Cell treatment and Cell counting kit-8 (CCK-8) assay
Human kidney proximal tubular cells (HK-2) were purchased from the Cellverse Bioscience Technology Co., Ltd. (Shanghai, China) and cultured in DMEM/F12 containing 10% fetal bovine serum (FBS) and 1% penicillin–streptomycin solution at 37℃ in a humidified 5% CO2 atmosphere. HK-2 cells were exposed to normal glucose (5.5 mM D-glucose) or high glucose (HG, 30 mM D-glucose) for 48 h. Also, cells cultured in 5.5 mM glucose-containing medium supplemented with 24.5 mM mannitol were used as HG controls. After that, the HG-induced HK-2 cells were treated with 25, 50, 100 μmol/L DAP for 24 h, respectively. Besides, the HG-induced HK-2 cells were pre-treated with 10 μmol/L Compound C (CC), an AMPK inhibitor for 3 h, followed by DAP treatment at a dose of 100 μmol/L for 24 h.

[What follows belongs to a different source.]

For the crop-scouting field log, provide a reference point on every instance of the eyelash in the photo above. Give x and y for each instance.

After that, 10 µl CCK-8 (Sangon, Shanghai, China) was added to each well for an another 4 h. Finally, the absorbance was measured at 450 nm using a microplate reader (Molecular Devices).
Flow cytometry assay
The apoptosis of DAP alone and CC in combination-treated HK-2 cells was measured with an Annexin V-FITC/PI apoptosis kit (#556,547, BD Biosciences, San Jose, CA, USA) according to the manufacturer’s instructions. Briefly, the treated HK-2 cells were collected and washed with PBS. And then, the cells were incubated with 5 µl Annexin V-fluorescein isothiocyanate (FITC) and 10 µl propidium iodide (PI) in the dark for 15 min. Finally, the cell apoptosis of treated HK-2 cells was estimated using a flow cytometer (BD Biosciences) and FlowJo software.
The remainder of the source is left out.